We have a bunch of hostnames in wikimedia.org that are similar to: text-lb.eqiad.wikimedia.org. These have never been meant for user requests in URIs, and with our HTTPS redirects and certificates they can't legitimately serve requests anyways. They serve two basic purposes:
- They're the matching forward-DNS for reverse lookups of our real service IPs, so that DNS can tell you which datacenter a service IP maps to.
- When trying to debug or test things that are datacenter-specific, these hostnames are useful in scenarios like curl -k -v -H 'Host: en.wikipedia.org' https://text-lb.esams.wikimedia.org/. This lets one bypass geographic routing/failover and test on a specific DC. The -k there lets curl ignore that the certificate is invalid for the URI's hostname.
They're still kind of "ugly" though, in that they are hostnames which exist in our domains, in our authdns, there are HTTP[S] listeners reachable at the IPs of those hostnames, and they're not legal for our certificates.
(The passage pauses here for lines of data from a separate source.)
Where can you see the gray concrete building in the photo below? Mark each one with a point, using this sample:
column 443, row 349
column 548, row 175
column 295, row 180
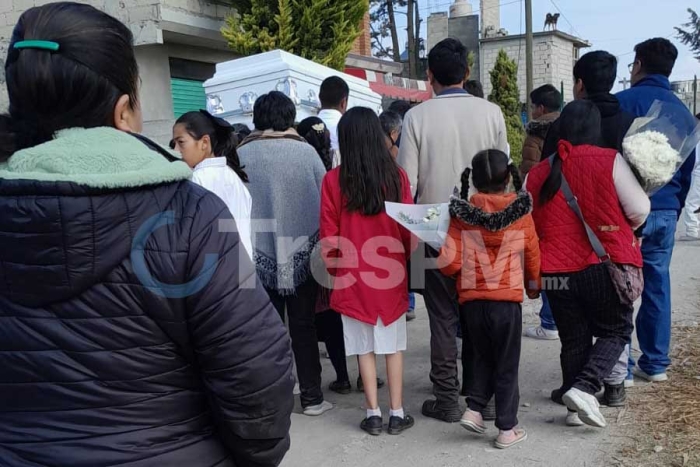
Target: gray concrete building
column 555, row 54
column 461, row 24
column 178, row 43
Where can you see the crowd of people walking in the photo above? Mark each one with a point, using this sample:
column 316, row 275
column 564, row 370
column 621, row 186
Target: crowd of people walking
column 155, row 305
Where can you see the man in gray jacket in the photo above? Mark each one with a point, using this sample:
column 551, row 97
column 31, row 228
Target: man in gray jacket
column 439, row 139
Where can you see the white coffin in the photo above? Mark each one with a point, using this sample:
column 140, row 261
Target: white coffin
column 236, row 85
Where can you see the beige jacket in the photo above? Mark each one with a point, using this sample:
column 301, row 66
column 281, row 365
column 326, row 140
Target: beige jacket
column 441, row 136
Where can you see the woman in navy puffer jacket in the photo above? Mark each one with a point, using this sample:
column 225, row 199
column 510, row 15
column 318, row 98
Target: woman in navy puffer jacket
column 126, row 335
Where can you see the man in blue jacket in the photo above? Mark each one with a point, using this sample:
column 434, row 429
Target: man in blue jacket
column 650, row 72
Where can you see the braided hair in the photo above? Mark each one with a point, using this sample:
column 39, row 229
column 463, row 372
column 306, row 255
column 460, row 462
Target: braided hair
column 222, row 135
column 491, row 173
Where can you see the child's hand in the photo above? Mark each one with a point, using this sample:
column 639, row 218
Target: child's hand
column 533, row 294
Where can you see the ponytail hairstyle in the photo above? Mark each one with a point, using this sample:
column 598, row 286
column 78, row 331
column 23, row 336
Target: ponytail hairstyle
column 221, row 134
column 369, row 176
column 579, row 123
column 76, row 84
column 491, row 173
column 315, row 132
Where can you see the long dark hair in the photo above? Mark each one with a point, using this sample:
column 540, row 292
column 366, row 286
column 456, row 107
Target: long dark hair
column 221, row 133
column 315, row 132
column 369, row 175
column 579, row 123
column 491, row 173
column 77, row 85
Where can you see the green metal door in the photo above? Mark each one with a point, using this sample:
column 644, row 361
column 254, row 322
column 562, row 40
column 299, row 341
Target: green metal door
column 188, row 95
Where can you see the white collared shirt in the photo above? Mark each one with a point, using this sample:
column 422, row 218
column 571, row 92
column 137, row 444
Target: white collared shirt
column 217, row 177
column 331, row 117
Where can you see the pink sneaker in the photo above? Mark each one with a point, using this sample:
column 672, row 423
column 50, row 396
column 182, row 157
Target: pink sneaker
column 510, row 438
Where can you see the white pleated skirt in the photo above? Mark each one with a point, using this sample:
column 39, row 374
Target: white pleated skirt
column 362, row 338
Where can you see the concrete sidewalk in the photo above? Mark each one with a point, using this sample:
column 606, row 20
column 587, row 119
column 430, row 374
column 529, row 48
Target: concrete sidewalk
column 335, row 439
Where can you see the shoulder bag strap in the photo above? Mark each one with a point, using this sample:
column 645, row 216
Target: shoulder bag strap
column 573, row 204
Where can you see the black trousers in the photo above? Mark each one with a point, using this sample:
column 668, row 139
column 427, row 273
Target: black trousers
column 440, row 296
column 329, row 328
column 589, row 308
column 301, row 313
column 495, row 330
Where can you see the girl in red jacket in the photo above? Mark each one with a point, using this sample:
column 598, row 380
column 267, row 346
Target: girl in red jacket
column 493, row 250
column 366, row 253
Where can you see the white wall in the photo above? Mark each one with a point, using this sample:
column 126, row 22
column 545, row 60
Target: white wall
column 553, row 63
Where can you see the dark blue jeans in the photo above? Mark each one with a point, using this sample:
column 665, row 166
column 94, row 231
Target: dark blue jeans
column 546, row 318
column 654, row 317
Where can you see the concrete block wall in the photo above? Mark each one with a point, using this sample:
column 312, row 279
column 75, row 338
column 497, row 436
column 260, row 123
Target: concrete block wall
column 466, row 29
column 143, row 18
column 553, row 62
column 563, row 61
column 490, row 15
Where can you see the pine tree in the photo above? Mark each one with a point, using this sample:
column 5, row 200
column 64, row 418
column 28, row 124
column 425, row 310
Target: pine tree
column 505, row 93
column 691, row 37
column 318, row 30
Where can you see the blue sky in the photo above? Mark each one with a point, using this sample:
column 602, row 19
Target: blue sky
column 612, row 25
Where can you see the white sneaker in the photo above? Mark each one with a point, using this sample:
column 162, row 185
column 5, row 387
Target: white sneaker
column 541, row 333
column 572, row 419
column 659, row 378
column 587, row 407
column 320, row 409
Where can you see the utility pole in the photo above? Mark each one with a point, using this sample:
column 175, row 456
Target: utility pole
column 529, row 53
column 695, row 95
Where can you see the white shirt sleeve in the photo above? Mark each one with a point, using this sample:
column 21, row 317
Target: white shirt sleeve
column 633, row 199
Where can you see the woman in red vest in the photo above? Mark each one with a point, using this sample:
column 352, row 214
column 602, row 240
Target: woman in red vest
column 583, row 297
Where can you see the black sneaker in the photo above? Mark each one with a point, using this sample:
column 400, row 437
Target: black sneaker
column 445, row 413
column 340, row 387
column 614, row 396
column 398, row 425
column 557, row 396
column 489, row 412
column 372, row 425
column 361, row 385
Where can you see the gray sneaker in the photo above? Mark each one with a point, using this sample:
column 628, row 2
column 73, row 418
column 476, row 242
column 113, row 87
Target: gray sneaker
column 587, row 407
column 316, row 410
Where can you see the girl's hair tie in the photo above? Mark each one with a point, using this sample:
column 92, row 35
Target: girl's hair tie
column 38, row 45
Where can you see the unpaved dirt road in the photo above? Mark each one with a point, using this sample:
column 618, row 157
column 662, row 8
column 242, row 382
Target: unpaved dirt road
column 335, row 439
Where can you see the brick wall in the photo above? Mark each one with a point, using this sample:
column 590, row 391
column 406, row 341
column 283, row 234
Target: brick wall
column 363, row 44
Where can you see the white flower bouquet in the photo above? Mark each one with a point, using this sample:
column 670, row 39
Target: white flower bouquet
column 655, row 146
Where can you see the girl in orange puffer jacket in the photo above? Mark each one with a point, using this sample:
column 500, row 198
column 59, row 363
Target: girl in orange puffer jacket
column 493, row 249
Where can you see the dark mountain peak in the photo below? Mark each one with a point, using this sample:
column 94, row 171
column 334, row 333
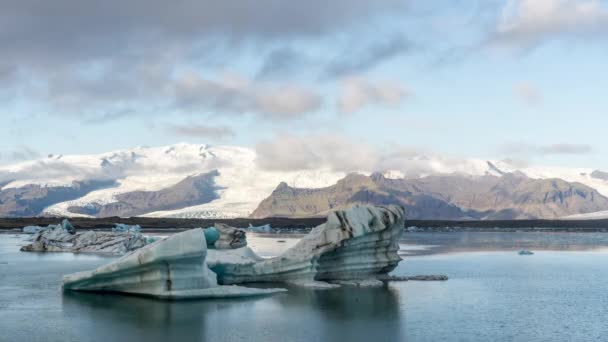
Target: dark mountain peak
column 377, row 176
column 600, row 175
column 283, row 186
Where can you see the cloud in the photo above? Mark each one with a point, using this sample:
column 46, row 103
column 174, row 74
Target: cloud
column 123, row 55
column 528, row 93
column 283, row 61
column 336, row 152
column 357, row 93
column 339, row 153
column 366, row 58
column 531, row 150
column 574, row 149
column 202, row 131
column 525, row 24
column 235, row 95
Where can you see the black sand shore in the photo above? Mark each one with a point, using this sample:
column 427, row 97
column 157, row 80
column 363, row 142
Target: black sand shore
column 169, row 224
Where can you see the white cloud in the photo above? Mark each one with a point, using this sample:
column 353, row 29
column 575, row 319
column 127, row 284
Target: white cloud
column 357, row 93
column 202, row 131
column 527, row 93
column 529, row 150
column 337, row 152
column 527, row 23
column 236, row 95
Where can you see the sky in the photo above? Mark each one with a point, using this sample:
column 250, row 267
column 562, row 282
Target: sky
column 523, row 80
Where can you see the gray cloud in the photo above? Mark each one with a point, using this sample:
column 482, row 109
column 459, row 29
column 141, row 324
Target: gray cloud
column 339, row 153
column 72, row 30
column 282, row 61
column 336, row 152
column 236, row 95
column 357, row 93
column 364, row 59
column 525, row 24
column 89, row 59
column 531, row 150
column 566, row 149
column 202, row 131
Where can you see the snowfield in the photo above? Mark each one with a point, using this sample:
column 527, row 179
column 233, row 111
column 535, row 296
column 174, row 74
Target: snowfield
column 243, row 183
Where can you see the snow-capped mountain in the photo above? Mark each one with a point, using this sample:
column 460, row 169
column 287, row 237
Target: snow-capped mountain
column 190, row 180
column 240, row 184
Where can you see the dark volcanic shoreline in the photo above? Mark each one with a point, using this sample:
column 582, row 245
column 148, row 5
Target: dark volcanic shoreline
column 150, row 223
column 169, row 224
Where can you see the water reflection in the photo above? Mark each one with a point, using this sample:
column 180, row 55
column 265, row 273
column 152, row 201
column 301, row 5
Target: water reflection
column 508, row 241
column 307, row 315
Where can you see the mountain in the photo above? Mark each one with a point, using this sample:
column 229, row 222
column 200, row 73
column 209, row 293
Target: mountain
column 193, row 190
column 453, row 196
column 202, row 181
column 182, row 180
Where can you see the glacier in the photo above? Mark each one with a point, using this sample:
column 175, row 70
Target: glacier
column 172, row 268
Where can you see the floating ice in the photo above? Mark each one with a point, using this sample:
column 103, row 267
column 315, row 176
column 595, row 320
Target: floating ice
column 260, row 229
column 125, row 228
column 63, row 238
column 354, row 246
column 173, row 268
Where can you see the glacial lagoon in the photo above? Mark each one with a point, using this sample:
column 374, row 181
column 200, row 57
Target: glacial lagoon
column 493, row 294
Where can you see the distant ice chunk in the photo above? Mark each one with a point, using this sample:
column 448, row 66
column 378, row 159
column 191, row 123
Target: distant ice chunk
column 230, row 237
column 125, row 228
column 32, row 229
column 260, row 229
column 63, row 238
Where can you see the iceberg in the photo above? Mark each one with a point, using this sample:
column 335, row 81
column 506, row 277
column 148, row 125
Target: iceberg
column 260, row 229
column 172, row 268
column 64, row 238
column 125, row 228
column 230, row 237
column 357, row 246
column 32, row 229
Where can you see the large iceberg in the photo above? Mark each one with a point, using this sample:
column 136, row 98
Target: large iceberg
column 172, row 268
column 354, row 247
column 64, row 238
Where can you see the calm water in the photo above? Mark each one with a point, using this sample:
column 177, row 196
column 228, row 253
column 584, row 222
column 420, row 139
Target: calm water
column 493, row 295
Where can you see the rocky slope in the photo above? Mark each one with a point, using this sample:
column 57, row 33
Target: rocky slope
column 455, row 196
column 217, row 182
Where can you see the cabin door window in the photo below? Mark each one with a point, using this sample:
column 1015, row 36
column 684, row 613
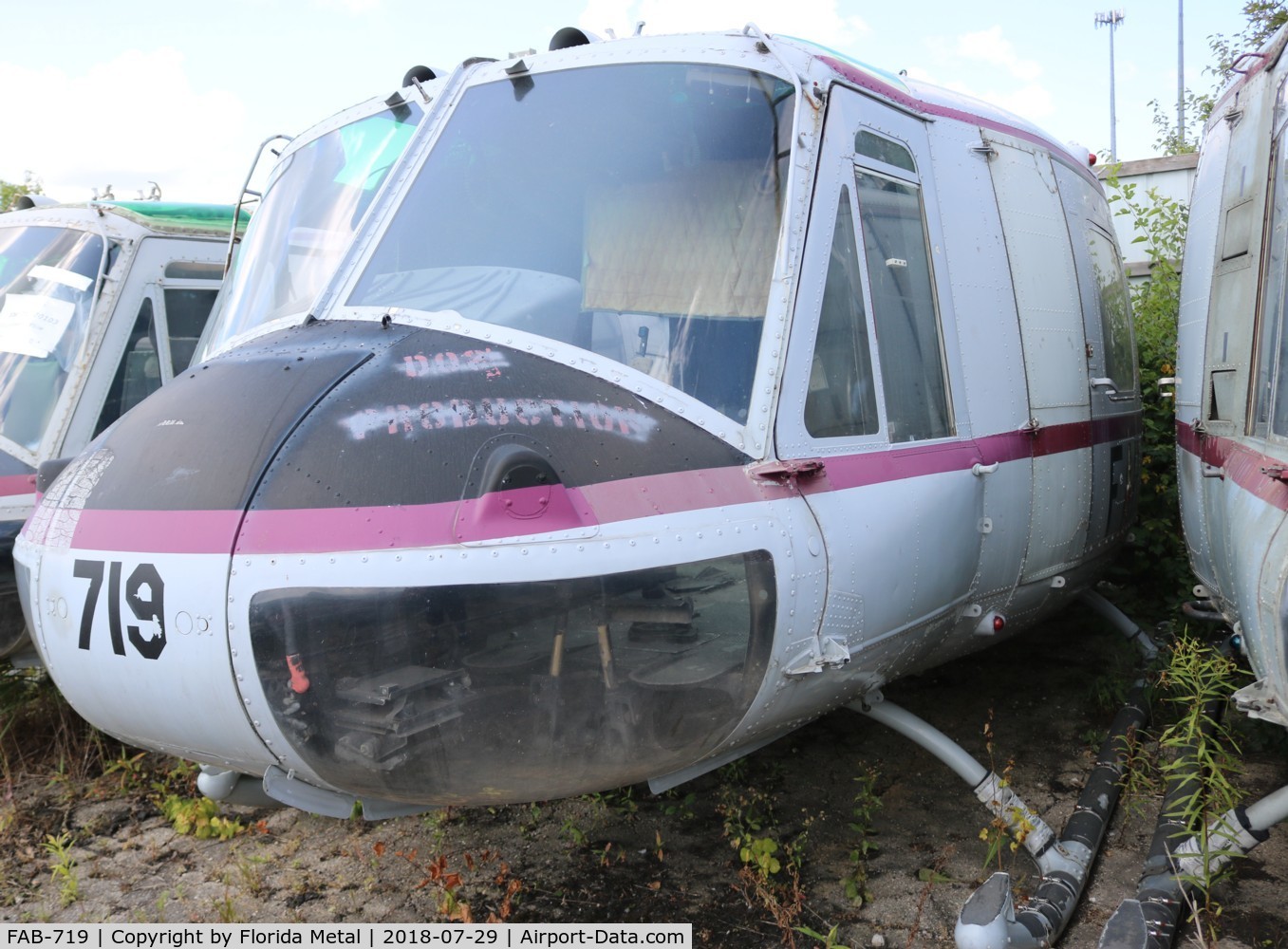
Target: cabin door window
column 903, row 306
column 1269, row 400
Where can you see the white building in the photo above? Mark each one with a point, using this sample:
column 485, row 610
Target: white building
column 1172, row 176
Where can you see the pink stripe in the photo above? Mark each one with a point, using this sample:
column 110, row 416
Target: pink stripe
column 17, row 484
column 538, row 510
column 1241, row 464
column 161, row 532
column 867, row 82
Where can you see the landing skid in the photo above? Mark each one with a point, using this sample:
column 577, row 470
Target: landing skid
column 989, row 919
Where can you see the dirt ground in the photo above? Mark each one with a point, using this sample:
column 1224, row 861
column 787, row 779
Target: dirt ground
column 631, row 856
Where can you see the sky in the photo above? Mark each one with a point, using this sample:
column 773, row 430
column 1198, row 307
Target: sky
column 133, row 92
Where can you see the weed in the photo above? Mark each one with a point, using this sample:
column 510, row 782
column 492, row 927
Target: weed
column 1154, row 564
column 62, row 865
column 573, row 833
column 863, row 808
column 1198, row 681
column 621, row 801
column 250, row 872
column 1005, row 832
column 226, row 910
column 829, row 941
column 677, row 807
column 771, row 866
column 130, row 772
column 200, row 816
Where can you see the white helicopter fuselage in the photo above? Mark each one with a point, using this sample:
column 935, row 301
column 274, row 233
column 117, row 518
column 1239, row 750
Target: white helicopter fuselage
column 674, row 392
column 100, row 304
column 1231, row 403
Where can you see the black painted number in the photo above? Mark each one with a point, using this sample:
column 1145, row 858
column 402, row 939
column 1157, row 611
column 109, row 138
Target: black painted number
column 144, row 594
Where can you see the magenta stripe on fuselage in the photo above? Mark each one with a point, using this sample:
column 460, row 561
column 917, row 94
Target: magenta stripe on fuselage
column 15, row 486
column 1240, row 464
column 316, row 530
It would be better to replace them all with names like text-lb-eqiad.wikimedia.org. Then we wouldn't need -k, and we wouldn't need a little asterisk-explanation every time we say that everything in all of our domains are legitimately HTTPS/redirect/preload -compatible.
We'll probably have to add the new names first, fix up reverse DNS to point at the new names, then go through a slow process of fixing documentation/debugging links here there and everywhere, and wait a while before removing the old ones to reduce confusion.